El barco "Flor de Cerezo" estaba amarrado en la orilla. El hombre de la camisa azul hizo que le abrieran la ventana del barco de recreo, y él y Feng Xuese se sentaron dentro, bebiendo vino y admirando las flores a través de una fina cortina de gasa.
“‘Un racimo de flores de durazno florece sin atención, hermosa tanto en rojo intenso como en rojo claro.’ Se han escrito innumerables poemas sobre las flores de durazno a lo largo de los siglos, pero creo que el verso de Du Fu es el más afectuoso.”
“Hermano Zhou, te equivocas. Du Zimei era, en efecto, profundamente afectuoso, pero cuando se trata de elogiar las flores de durazno, creo que el poema de Li Bai, ‘Las flores de durazno se alejan flotando en el agua, un mundo aparte del reino humano’, es una obra maestra.”

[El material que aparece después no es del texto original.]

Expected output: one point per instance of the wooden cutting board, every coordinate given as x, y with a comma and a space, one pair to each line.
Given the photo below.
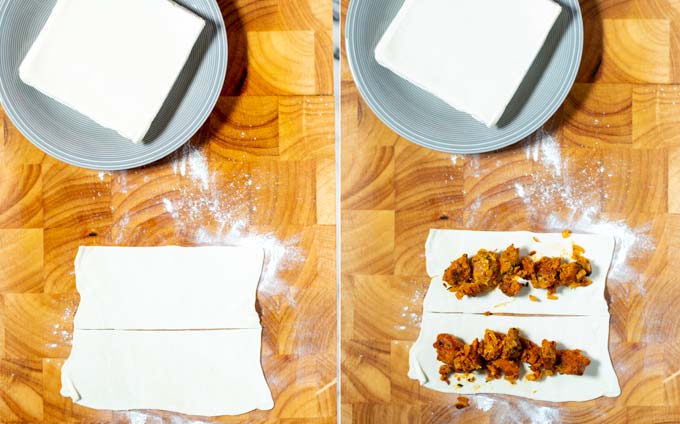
608, 162
260, 171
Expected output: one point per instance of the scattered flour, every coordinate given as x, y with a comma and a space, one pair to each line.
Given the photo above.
551, 187
517, 411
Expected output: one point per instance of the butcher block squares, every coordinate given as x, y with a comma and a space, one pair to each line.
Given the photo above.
114, 61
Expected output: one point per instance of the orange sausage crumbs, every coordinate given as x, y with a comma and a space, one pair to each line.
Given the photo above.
463, 402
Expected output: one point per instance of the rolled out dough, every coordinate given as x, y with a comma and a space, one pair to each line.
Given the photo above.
212, 372
152, 288
590, 334
444, 246
167, 328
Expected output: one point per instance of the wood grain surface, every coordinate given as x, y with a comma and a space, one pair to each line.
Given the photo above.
261, 170
608, 162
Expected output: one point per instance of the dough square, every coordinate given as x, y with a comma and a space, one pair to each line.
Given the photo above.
114, 61
473, 54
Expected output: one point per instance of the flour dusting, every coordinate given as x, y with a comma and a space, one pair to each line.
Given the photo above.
227, 207
517, 411
557, 185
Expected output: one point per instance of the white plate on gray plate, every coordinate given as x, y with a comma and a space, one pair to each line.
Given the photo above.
73, 138
426, 120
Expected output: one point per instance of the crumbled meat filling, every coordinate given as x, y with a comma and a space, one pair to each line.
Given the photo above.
500, 355
487, 270
463, 402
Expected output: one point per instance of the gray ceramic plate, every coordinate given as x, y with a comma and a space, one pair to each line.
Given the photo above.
71, 137
424, 119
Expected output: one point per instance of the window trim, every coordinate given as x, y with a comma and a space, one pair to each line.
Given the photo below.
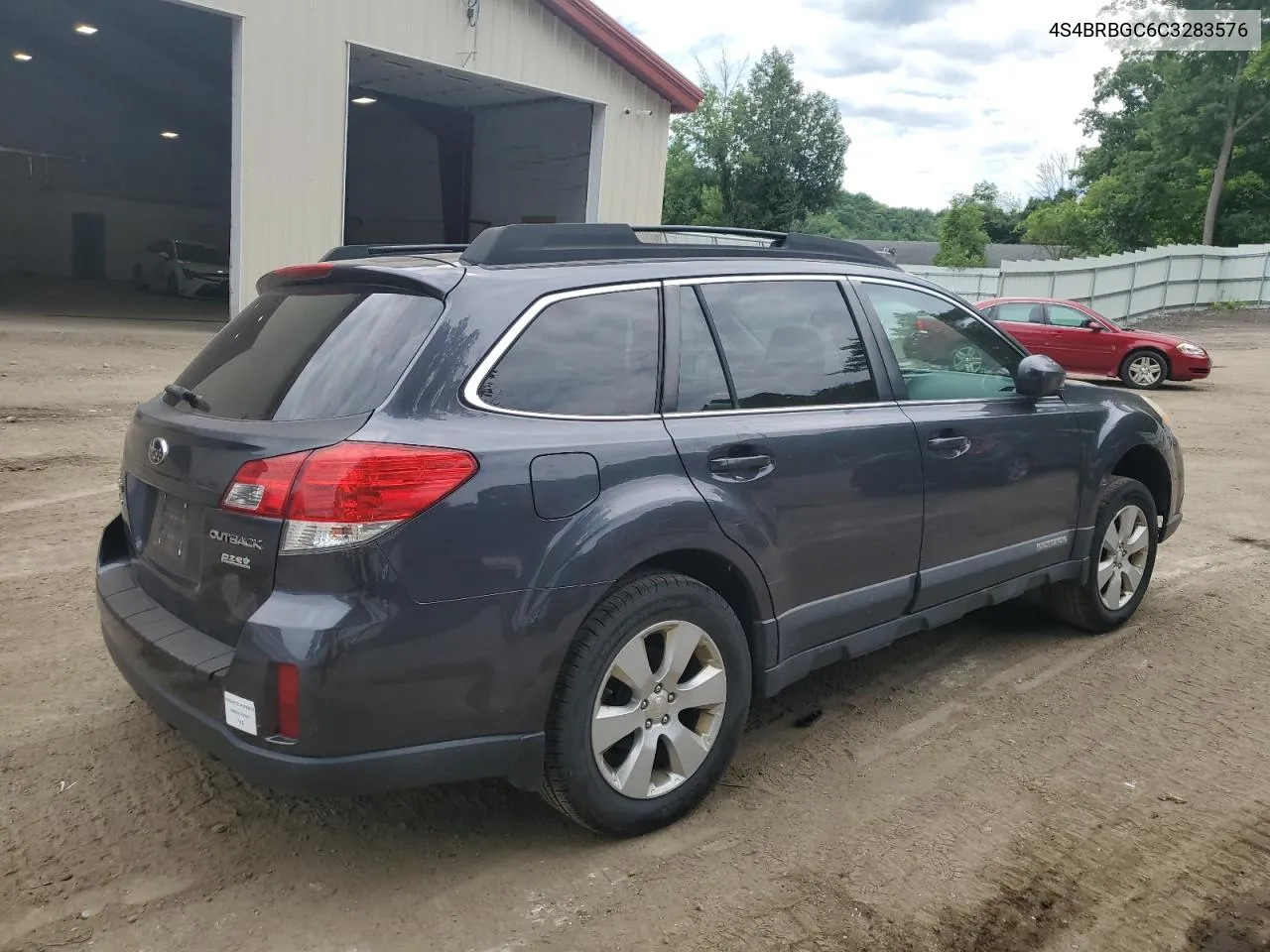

"No, no, creo que los versos del señor Mengde, 'La mitad del patio de cien acres está cubierta de musgo, los durazneros han desaparecido y las flores de colza están en flor. ¿Adónde se ha ido el taoísta que plantó los durazneros? Liu Lang ha vuelto, como antes', son muy sencillos en palabras pero extremadamente conmovedores en sentimiento..."
En la orilla, bajo un melocotonero en plena floración, tres eruditos pedantes estaban inmersos en un animado debate, y sus voces se oían cada vez más fuertes.
El hombre de azul sonrió con impotencia: "Esta gente habla con mucho entusiasmo, pero hacen bastante ruido".
Al oír esto, Feng Xuese no pudo evitar sonreír levemente y levantó su taza para invitar al hombre de azul a beber juntos.
Justo cuando estaba a punto de ordenar a alguien que dirigiera el bote para encontrar un lugar tranquilo, de repente oyó un gran alboroto en la orilla, y alguien gritó: "¡Quítense del camino! ¡Tengan cuidado de no salpicarse de sangre!"
Los dos miraron hacia el origen del caos y vieron a un grupo de personas extrañas e inusuales que se acercaban desde la distancia.